Students are introduced to philosophy through a study of logic or through a course in which substantive problems are raised by an examination of selected writings of some important philosophers.
Students may continue their study through a variety of courses in the history of philosophy, in the systematic study of traditional problem areas within philosophy, and in the philosophical examination of other disciplines.
- The historical courses enable students to become familiar with the thinking of the most influential philosophers in our tradition and with the historical contexts in which they worked.
- The systematic courses encourage students to confront contemporary statements of central philosophical questions and to investigate some of the more promising answers to them.
- The courses engaged in the philosophical examination of other areas encourage students to bring methods of philosophical analysis to bear on the methods and presuppositions of other areas of inquiry.
Opportunities for non-philosophy majors
Courses in philosophy develop skills in reading and thinking analytically and critically and in cogent argumentation.
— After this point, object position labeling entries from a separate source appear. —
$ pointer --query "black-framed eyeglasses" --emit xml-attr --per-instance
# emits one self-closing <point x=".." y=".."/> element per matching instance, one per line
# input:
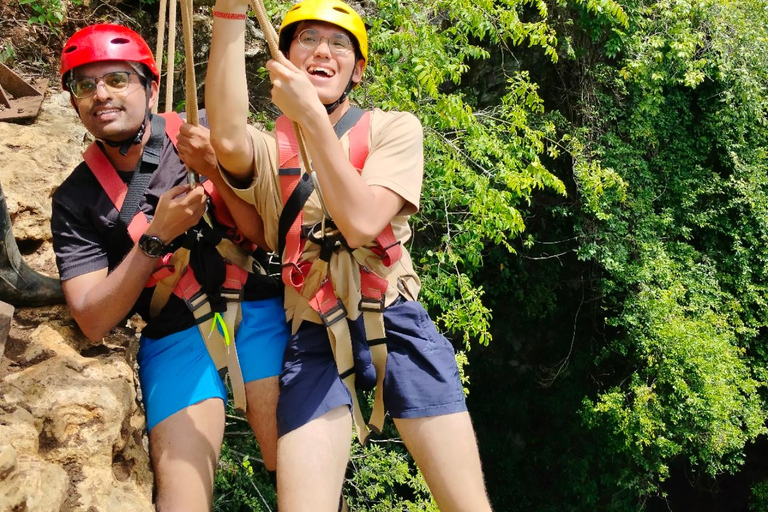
<point x="338" y="43"/>
<point x="85" y="86"/>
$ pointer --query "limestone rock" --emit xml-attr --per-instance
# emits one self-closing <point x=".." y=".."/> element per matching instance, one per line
<point x="72" y="432"/>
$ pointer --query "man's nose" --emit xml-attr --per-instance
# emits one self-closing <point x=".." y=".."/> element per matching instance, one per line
<point x="323" y="47"/>
<point x="102" y="93"/>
In addition, they provide students with invaluable insights into many of the major intellectual issues confronting Western civilization.
Many students find that such work in two or three philosophy courses significantly enhances the intellectual quality of their efforts in their own fields. We urge students to discuss the matter with any member of the philosophy department and with their own major advisors.
Philosophy department faculty members will gladly discuss with majors and potential majors the specific ways in which their work can best prepare them for careers in academe, business, government, law, and medicine, among others.
Note that, with the consent of the instructor, students may take an intermediate course in philosophy without having taken an introductory course. (Intermediate courses are numbered 200 through 440. Courses numbered above 440 are advanced courses.)